Accurate pre- and post-exposure cognitive assessments and reliable exposure estimations are essential in the study of solvent exposures as risk factors for cognitive impairment. Earlier inconsistent findings are possibly attributable to two closely related research problems that seem likely to interact in complex ways. Recruitment and retention of subjects of lower intelligence into exposed occupations may bias case–control studies to over-report cognitive impairment in exposed individuals. Further, subjects of lower mental ability (either pre- or post-exposure) may be less reliable in their accounts of solvent exposure. Some studies can be criticised for their use of low quality estimates of exposure.
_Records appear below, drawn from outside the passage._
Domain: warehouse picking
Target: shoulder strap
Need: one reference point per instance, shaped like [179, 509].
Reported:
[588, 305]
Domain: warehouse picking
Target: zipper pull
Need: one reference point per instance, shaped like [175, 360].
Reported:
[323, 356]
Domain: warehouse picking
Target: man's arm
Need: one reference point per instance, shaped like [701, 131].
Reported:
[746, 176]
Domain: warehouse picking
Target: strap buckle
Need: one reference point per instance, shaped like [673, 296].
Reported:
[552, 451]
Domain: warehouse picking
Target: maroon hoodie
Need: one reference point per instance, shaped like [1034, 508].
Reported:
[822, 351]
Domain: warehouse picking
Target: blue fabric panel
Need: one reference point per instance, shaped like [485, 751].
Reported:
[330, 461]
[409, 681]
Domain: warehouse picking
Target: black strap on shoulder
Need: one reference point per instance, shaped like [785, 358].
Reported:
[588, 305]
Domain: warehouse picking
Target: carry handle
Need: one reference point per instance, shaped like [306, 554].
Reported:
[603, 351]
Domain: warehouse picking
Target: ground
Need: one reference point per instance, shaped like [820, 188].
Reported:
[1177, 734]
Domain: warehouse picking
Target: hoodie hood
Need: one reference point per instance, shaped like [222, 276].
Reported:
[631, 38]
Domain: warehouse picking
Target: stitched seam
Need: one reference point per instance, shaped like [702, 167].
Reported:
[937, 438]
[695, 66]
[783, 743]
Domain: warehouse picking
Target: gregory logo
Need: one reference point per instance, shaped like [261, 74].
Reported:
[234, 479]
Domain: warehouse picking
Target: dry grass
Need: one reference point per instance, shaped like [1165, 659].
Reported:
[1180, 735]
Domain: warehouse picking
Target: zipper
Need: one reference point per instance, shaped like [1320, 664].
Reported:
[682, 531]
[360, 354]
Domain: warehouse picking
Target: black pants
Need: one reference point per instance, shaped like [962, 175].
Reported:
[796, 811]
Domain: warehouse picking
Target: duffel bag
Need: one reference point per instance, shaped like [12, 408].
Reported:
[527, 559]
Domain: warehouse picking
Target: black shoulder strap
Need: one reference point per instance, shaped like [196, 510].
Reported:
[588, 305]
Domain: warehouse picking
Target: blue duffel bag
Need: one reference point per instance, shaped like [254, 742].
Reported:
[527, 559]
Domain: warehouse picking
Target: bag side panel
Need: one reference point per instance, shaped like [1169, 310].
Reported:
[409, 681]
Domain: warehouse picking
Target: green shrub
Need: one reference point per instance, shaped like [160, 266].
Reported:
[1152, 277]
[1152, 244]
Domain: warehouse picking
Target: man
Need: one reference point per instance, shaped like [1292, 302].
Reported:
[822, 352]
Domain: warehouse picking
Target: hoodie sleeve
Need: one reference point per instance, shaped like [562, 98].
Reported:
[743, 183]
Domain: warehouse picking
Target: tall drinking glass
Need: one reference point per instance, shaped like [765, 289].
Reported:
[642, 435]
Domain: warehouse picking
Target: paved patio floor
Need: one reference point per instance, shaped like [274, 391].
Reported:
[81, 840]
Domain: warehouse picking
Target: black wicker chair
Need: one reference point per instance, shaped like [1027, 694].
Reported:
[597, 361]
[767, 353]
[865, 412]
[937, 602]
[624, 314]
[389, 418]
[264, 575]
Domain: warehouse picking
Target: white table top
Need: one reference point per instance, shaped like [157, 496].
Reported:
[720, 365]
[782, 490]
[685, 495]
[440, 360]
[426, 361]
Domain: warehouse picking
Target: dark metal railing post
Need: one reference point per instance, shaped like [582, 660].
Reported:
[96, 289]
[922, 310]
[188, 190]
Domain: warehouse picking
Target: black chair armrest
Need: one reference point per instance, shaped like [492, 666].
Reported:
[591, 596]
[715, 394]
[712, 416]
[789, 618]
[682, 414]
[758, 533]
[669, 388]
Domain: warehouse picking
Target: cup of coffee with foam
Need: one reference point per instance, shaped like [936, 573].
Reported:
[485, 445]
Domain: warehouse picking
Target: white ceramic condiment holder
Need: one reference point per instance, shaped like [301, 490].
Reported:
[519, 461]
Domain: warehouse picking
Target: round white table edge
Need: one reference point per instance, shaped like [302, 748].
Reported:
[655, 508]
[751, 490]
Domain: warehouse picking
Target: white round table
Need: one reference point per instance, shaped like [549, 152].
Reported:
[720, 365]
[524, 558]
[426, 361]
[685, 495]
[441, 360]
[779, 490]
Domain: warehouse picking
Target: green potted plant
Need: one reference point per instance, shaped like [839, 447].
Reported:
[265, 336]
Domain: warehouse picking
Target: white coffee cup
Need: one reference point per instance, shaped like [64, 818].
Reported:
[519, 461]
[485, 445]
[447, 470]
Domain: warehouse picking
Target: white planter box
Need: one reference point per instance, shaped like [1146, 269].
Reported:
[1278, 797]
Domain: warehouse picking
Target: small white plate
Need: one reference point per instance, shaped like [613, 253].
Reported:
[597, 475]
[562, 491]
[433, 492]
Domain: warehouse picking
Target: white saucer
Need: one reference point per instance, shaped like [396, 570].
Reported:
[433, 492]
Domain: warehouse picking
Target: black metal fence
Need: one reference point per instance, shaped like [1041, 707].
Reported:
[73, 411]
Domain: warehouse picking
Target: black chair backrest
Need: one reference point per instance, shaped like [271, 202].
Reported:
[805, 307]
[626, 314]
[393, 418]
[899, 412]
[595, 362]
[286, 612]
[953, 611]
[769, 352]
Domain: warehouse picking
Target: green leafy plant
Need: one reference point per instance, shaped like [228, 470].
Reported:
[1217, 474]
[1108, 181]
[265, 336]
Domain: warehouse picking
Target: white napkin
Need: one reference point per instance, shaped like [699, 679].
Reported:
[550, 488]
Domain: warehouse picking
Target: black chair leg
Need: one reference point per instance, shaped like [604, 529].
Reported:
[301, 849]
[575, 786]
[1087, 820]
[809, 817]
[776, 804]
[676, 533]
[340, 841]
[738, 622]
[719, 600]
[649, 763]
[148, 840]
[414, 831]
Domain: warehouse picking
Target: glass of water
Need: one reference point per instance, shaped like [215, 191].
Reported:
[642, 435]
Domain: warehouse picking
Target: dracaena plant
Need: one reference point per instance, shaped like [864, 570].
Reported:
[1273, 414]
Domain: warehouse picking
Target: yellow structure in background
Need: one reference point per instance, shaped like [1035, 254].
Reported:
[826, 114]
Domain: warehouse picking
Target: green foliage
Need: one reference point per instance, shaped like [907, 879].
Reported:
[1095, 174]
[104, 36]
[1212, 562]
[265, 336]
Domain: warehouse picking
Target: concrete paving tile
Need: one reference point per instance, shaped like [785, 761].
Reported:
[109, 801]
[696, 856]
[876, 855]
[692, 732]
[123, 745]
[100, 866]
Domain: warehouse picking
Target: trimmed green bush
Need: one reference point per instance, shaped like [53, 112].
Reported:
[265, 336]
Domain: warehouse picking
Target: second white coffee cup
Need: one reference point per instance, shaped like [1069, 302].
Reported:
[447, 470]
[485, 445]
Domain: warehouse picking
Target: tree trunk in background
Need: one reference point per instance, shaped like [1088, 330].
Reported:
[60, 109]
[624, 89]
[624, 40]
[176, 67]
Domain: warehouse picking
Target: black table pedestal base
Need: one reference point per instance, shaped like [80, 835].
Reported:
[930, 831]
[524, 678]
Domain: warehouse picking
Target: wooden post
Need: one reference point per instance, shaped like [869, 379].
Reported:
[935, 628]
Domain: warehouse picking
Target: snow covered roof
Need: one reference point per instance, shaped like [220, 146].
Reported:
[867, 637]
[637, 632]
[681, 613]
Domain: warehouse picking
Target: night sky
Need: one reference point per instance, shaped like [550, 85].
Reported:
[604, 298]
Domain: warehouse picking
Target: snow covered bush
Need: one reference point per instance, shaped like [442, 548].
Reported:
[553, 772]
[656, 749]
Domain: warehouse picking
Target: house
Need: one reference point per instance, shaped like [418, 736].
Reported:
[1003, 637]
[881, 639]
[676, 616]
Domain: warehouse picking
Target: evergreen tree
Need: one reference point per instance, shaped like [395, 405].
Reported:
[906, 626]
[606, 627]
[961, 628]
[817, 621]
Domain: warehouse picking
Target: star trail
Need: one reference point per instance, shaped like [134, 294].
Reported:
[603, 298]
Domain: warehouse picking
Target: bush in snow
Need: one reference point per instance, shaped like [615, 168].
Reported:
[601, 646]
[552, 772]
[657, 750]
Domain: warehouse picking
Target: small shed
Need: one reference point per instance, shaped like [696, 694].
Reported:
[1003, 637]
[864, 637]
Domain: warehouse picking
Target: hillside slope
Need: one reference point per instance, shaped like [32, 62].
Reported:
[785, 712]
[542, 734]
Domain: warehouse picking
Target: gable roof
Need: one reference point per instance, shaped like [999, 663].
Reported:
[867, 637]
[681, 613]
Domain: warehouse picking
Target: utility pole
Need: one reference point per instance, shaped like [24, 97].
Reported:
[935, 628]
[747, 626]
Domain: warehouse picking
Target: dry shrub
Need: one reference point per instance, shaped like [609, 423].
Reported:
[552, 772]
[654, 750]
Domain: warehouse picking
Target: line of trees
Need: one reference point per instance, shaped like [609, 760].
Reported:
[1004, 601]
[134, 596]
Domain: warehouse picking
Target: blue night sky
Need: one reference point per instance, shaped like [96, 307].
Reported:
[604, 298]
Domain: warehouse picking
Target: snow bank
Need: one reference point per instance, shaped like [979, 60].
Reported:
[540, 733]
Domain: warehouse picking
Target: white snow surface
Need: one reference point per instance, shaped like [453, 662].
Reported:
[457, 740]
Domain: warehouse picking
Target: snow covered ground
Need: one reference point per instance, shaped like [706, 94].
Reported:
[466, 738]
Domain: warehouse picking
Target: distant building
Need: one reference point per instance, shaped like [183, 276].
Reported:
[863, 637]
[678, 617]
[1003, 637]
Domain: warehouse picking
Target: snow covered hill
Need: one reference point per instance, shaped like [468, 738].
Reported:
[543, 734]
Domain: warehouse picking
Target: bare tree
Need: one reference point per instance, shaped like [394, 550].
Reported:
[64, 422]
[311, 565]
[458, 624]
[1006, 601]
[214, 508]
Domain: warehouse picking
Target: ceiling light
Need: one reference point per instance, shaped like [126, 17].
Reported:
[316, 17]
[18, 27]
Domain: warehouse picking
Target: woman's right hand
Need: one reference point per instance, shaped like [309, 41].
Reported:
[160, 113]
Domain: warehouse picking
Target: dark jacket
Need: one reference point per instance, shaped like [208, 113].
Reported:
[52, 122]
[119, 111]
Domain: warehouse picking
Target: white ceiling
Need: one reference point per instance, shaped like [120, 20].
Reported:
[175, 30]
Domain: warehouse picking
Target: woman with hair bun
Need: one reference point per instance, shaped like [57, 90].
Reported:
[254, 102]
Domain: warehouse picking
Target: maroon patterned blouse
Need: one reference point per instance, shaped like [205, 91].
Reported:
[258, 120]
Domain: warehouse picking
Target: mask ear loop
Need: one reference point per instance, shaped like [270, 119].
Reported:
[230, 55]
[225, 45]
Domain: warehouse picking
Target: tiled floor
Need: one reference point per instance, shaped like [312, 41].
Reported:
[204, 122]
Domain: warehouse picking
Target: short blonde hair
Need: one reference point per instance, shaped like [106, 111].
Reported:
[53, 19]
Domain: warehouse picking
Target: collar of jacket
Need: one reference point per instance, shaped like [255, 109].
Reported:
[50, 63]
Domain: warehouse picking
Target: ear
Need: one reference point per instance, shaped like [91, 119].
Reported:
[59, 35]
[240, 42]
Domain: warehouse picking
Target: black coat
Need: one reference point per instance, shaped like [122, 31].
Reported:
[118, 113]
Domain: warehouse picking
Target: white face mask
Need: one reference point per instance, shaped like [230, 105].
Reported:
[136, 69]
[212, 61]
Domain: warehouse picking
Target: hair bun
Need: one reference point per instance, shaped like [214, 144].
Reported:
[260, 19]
Exposure metrics such as occupation or ever/never exposed may lead to differential misclassification as a third of workers have some lifetime exposure to solvents.5 Years of solvent exposure can also produce substantial exposure misclassification when compared with more detailed methods.6 Even well designed studies have given conflicting results, perhaps due to the exposure metric selected.7 8 A comparison of exposure estimation methods using urinary solvent metabolites as the gold standard indicates task specific questionnaires outperform other methods of estimating solvent exposures.9
We studied the association between lifetime solvent exposure and cognitive function in a cohort of 336 men and women who had undergone mental ability testing when aged 11. Uniquely, we had access to archived pre-exposure measures of mental ability and, through follow-up of the original sample tested in childhood, acquired scores on a range of current cognitive abilities.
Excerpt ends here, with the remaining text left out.